Understanding the difference between managed entities and buckets
In This Guide You Will Learn
- How to distinguish managed entities from simple buckets: and why confusing the two creates accountability, investment, and reporting problems.
- Why organizations accumulate multiple roll-up schemes: including strategic pillars, investment horizons, and BAU/RTB classifications that often coexist.
- How narrative slides and “pillar frameworks” actually function: as communication devices, elevator pitches, and information architecture rather than management systems.
- The hidden risk of the roll-up trap: where extra hierarchy layers exist only to aggregate work, not to provide accountability or insight.
- A third category to watch for — context trees: including product taxonomies, value architectures, and organizational structures that both organize work and require ongoing stewardship.
Two Types of Entities
Managed entities have an owner (or owners). You structure rituals to understand progress. They have “edges” — you can tell the things apart and understand where one stops and the other ends. People ask “How much have we spent on this?” or “Where are we at with this?” or “Who is working on that?”

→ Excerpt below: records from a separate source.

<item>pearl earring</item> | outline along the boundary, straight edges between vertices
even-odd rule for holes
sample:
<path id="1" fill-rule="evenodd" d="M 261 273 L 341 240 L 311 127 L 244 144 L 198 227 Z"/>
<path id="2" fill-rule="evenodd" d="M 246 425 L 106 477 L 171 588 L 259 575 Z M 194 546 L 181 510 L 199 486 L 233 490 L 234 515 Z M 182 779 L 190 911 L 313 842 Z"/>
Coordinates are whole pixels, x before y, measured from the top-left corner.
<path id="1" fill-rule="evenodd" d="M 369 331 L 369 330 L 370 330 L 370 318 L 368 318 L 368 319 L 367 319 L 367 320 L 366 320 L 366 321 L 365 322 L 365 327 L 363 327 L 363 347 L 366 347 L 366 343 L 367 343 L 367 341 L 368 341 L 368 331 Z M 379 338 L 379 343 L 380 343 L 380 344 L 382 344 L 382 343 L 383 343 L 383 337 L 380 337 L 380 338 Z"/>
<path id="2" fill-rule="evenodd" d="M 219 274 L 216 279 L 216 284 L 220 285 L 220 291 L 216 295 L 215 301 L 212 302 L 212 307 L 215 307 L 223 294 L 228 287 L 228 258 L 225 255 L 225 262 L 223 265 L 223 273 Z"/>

Categories and buckets are helpful, but their primary utility is to aggregate things or categorize them. While the “strategic pillars” in the kickoff deck tell a story, they aren't really a thing. The things they group (goals, initiatives, workstreams, bets, experiments) are things, and the pillars operate more as tags, labels, and buckets.
Managed example: Mobile Checkout Redesign Initiative
Bucket example: Improve Conversion
You don't ship “Improve Conversion.” You ship the initiatives underneath it. Attach some goals and an owner to “Improve Conversion” and you have a managed entity.